April 13, 2007 | Page 4

JUST HOW much worse the situation in Iraq has become was evident recently when a vicious massacre took place in the city of Tal Afar.

Described by the New York Times as "one of the bloodiest chapters in Iraq's sectarian strife," this northwestern city of about 200,000 witnessed a gruesome explosion of truck bombs, which killed 83 people and wounded 185--followed by a retaliatory killing spree by the local police force, who dragged 70 people into the street and shot them, execution style.

All of this, by itself, is horrifying. But what makes this particular event even more appalling is that in a long speech given three years ago in 2004, President Bush nauseatingly repeated over and over again that Tal Afar was a model example of a successful result of U.S. military operations in Iraq.

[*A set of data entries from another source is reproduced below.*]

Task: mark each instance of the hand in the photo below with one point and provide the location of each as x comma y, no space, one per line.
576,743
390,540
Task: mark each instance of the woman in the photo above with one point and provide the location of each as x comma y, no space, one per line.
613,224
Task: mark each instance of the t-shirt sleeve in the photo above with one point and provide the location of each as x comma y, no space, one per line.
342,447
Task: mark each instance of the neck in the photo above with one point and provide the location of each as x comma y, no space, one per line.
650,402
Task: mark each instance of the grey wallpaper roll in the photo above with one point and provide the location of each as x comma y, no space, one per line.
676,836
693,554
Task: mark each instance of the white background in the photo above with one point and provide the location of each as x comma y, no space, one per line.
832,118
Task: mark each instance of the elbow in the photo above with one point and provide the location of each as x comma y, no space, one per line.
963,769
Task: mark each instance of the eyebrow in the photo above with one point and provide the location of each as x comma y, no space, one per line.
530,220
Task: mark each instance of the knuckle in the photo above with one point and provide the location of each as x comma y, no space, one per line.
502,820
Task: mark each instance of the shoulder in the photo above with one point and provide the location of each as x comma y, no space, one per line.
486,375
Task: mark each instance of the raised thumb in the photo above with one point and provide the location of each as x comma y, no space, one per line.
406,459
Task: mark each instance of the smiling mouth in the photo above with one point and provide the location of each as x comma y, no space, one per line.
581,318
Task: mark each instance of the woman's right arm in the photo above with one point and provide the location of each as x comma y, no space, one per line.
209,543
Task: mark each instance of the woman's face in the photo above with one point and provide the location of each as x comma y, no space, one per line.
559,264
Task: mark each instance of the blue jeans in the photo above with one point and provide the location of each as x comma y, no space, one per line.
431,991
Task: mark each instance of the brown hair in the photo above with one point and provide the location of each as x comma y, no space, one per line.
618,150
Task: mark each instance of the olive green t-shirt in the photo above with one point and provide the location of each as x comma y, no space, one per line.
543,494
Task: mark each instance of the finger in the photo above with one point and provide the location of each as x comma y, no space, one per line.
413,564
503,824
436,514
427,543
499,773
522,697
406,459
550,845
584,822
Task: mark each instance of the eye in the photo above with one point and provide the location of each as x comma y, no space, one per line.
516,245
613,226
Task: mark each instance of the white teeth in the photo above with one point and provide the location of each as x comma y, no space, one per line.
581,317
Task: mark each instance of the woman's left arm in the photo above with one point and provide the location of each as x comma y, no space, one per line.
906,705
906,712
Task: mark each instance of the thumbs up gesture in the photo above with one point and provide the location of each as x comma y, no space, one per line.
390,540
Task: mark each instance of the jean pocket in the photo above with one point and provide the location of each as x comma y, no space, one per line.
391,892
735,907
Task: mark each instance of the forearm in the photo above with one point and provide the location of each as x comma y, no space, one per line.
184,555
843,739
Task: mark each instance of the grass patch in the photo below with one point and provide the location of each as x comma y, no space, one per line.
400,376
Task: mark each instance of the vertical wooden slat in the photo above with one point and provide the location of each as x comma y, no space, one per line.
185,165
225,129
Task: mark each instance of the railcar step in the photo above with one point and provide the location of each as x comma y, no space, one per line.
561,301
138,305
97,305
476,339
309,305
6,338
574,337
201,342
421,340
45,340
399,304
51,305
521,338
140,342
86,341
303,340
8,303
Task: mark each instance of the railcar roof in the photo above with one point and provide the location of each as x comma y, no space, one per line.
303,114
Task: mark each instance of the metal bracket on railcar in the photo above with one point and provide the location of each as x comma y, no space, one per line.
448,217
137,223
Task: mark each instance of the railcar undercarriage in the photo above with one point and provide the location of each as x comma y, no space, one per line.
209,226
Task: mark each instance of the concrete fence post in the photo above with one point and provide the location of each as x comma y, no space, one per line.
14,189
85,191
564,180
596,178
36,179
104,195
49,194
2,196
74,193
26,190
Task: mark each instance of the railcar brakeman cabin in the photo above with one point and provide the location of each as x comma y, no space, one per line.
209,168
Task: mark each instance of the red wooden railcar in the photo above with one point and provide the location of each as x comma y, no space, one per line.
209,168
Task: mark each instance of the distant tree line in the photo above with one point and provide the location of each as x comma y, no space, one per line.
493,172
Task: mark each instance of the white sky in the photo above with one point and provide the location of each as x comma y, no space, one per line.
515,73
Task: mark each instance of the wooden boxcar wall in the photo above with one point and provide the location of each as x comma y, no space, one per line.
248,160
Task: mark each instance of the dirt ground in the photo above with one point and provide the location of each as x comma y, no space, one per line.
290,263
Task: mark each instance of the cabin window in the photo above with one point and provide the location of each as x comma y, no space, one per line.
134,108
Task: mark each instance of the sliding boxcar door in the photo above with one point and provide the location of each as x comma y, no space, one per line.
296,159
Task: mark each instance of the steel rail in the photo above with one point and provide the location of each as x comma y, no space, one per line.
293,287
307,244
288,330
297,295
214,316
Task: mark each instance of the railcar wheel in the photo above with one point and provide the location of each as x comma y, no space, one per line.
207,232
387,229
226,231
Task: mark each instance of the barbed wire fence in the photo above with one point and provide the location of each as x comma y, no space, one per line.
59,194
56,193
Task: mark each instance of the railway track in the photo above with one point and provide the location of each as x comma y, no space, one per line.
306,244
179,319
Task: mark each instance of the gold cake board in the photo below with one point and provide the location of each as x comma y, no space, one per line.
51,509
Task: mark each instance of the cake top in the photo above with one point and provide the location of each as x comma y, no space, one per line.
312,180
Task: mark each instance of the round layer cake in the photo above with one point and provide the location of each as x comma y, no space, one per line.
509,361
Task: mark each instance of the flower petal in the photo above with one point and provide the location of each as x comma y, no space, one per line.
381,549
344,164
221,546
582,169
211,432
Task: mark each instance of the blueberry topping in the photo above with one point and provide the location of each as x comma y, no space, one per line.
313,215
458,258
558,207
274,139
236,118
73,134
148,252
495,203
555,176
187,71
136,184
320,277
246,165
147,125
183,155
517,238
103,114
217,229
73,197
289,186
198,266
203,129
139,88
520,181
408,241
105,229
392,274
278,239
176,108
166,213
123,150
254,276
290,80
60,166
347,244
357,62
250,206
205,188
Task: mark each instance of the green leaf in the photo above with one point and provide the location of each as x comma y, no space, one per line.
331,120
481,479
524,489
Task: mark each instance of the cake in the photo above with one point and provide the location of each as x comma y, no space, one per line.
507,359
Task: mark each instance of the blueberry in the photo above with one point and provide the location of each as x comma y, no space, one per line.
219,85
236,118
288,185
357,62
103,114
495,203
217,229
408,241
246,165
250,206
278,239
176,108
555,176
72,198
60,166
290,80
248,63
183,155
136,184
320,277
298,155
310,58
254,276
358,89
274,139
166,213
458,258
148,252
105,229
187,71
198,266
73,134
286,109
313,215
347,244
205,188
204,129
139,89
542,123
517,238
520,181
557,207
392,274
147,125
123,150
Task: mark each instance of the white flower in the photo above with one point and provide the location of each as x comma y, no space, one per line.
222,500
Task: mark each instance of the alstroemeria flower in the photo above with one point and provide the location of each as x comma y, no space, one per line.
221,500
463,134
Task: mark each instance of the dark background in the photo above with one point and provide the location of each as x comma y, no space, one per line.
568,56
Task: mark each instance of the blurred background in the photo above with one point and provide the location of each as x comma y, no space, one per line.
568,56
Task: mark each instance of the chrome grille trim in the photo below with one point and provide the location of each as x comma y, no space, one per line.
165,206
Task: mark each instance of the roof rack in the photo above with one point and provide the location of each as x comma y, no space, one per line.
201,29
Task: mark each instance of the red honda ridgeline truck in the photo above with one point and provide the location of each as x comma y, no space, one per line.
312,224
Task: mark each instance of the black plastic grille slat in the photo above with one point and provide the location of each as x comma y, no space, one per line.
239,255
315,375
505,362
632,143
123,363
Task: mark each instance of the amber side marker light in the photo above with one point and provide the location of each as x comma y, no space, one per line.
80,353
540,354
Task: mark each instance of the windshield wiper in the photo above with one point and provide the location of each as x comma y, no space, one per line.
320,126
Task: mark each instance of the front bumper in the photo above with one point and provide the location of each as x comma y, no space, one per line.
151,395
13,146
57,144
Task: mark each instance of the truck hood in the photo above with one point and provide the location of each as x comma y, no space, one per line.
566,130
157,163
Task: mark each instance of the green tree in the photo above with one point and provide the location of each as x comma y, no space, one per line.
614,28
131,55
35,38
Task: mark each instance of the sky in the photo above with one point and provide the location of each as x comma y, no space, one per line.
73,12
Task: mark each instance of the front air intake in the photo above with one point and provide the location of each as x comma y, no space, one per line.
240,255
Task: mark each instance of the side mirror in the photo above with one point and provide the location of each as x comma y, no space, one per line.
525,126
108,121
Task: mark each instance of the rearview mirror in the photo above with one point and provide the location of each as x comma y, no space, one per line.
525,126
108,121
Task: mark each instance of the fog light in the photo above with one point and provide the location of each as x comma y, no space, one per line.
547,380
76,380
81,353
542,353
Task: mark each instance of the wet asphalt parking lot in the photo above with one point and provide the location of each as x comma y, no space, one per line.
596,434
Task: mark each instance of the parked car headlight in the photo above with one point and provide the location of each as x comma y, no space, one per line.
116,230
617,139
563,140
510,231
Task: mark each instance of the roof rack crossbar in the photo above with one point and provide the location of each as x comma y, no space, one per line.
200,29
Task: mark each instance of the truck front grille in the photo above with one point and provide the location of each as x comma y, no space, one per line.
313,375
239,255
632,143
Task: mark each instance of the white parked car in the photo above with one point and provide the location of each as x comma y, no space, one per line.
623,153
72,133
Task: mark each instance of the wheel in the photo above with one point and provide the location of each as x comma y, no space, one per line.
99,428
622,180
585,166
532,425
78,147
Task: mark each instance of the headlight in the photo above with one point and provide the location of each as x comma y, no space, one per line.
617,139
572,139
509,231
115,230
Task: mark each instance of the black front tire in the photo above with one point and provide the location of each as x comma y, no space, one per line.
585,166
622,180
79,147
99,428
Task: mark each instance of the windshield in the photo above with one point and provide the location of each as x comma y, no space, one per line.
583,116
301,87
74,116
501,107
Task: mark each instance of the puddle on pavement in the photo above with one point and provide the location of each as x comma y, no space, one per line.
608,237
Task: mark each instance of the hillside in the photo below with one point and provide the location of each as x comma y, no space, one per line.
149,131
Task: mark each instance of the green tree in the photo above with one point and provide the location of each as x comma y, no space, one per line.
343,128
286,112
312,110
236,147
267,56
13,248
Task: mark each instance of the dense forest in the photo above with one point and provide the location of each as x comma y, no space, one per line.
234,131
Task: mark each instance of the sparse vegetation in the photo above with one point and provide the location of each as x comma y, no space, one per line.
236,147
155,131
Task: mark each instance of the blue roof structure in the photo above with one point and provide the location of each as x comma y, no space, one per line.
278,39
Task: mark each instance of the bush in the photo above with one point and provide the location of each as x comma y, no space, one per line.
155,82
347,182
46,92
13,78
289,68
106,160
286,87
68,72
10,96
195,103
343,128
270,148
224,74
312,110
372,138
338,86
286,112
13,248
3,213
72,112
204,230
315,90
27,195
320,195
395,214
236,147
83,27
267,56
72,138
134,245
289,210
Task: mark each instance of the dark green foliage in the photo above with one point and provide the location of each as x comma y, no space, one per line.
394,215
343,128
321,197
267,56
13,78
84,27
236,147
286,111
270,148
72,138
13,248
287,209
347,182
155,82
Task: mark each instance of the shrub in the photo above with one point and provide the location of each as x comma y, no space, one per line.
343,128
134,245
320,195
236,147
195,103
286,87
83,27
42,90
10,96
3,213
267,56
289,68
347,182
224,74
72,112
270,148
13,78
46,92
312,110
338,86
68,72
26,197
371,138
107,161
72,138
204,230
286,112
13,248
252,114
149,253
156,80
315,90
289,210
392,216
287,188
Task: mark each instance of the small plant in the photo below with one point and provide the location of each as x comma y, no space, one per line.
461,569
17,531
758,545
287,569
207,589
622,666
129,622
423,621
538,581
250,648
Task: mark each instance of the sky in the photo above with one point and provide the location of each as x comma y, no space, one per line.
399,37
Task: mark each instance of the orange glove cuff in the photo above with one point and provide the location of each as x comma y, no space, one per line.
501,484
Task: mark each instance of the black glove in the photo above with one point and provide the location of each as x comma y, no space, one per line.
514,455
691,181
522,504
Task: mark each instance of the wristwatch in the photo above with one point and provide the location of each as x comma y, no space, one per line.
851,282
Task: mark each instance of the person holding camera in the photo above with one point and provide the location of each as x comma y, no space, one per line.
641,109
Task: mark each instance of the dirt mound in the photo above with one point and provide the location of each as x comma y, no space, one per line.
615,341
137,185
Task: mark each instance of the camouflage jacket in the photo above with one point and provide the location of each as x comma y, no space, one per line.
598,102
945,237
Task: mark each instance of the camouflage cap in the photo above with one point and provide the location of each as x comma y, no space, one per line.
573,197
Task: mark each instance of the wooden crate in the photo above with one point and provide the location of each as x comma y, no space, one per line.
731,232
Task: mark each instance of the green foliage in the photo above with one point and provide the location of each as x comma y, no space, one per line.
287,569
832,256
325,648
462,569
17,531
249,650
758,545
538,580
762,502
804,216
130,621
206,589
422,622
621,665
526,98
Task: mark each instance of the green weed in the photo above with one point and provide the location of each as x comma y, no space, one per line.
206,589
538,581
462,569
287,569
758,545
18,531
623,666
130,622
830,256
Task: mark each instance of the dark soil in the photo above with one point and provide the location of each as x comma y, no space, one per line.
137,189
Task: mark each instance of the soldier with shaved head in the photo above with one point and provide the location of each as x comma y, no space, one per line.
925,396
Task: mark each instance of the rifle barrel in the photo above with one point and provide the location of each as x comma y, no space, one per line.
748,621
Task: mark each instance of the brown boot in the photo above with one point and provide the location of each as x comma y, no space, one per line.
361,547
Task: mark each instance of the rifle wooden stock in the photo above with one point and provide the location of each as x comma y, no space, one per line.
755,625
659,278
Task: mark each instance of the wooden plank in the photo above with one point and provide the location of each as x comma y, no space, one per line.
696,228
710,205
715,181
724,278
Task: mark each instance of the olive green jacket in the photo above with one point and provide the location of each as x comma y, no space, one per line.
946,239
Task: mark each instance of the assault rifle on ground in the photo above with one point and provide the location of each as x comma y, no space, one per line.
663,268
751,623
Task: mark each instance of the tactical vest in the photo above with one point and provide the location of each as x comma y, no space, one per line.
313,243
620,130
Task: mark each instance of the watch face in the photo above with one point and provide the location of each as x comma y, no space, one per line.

Bush described in giddy detail how "Operation Restoring Rights" had created a city where there existed a "professional police force that all sides could have confidence in"; where the "terrorists... have been driven out or put on the run"; and where "if you're a resident of Tal Afar today, this is what you're going to see:...your children going to school and playing safely in the streets...markets opening...a city that is coming back to life."

Now, three years later, residents of Tal Afar see the same police force pulling people outside of their homes and killing them. They see drivers luring people to trucks pretending to give out free flour, and then detonating bombs.

And instead of seeing children playing safely in the street, Tal Afar resident Salih Qaddaw described what he saw: "I haven't heard or seen such a massacre in my life. Bodies accumulated in the streets."

Tal Afar is yet another vivid example of why the only real solution to ending the crisis in Iraq is to get the U.S. military out--now.